Within the collaboration, which focuses on the four main crops corn, soybeans, cotton and canola, Monsanto and BASF Plant Science have already exchanged hundreds of gene constructs resulting in an enlarged gene pool with less than 10 percent overlap. Both the great volume and diversity of genes provide for a high success rate in finding the right lead genes and the companies' joint development pipeline accelerates the products' path to market.



"As the world faces continued and growing demands for agricultural goods, Monsanto has committed to double crop yields in corn, soybeans and cotton by 2030," said Padgette. "Our biotech collaboration with BASF is expected to enable us to both discover and develop higher-yielding products for farmers, at a faster rate."



According to both companies, the first results of the collaboration have exceeded their expectations. In January, drought tolerant corn, the most advanced project, was lifted into the Development Phase III, where data for the regulatory process is collected.
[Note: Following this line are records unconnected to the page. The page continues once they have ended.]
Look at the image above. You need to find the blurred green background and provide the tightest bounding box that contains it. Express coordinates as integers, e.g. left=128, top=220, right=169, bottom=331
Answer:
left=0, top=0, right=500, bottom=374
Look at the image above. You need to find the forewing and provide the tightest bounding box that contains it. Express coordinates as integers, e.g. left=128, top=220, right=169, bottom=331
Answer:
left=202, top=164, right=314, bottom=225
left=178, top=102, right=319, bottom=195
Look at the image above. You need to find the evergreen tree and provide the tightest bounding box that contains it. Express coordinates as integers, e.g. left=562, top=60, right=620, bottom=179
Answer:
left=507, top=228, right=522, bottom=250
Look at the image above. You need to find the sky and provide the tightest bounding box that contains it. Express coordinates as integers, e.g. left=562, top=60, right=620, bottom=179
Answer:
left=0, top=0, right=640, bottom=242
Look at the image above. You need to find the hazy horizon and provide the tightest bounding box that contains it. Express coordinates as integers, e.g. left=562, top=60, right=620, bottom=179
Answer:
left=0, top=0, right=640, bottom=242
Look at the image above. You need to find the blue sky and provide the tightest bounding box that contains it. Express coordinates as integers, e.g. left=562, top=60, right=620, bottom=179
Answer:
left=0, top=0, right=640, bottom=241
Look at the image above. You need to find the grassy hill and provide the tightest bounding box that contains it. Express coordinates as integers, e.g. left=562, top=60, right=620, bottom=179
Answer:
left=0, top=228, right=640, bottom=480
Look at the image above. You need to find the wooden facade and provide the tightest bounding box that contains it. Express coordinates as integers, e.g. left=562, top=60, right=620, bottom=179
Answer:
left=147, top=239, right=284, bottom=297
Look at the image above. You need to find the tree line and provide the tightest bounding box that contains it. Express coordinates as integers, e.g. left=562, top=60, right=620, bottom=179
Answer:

Apart from drought tolerance, Monsanto and BASF Plant Science focus on developing plants that use nitrogen more efficiently and plants with improved intrinsic yield, meaning a plant's capacity to produce more yield under normal conditions. For the most advanced projects, the companies anticipate the following market values in the U.S. in 2020:

  • Higher yield in corn (broad acre): more than $1 billion
  • Higher yield in soybeans (broad acre): $300-500 million
  • Improved nitrogen utilization in corn: $300-500 million
  • Drought tolerant corn family: $300-500 million

In field trials, all four projects have so far shown significant yield improvements over control groups. This year's South American trial for higher yielding soybeans, for instance, showed a yield advantage of 6 to 10 percent, confirming earlier results. Last year's US trials also showed enormous improvements, including drought tolerant cotton delivering an advantage of up to 19 percent under drought conditions.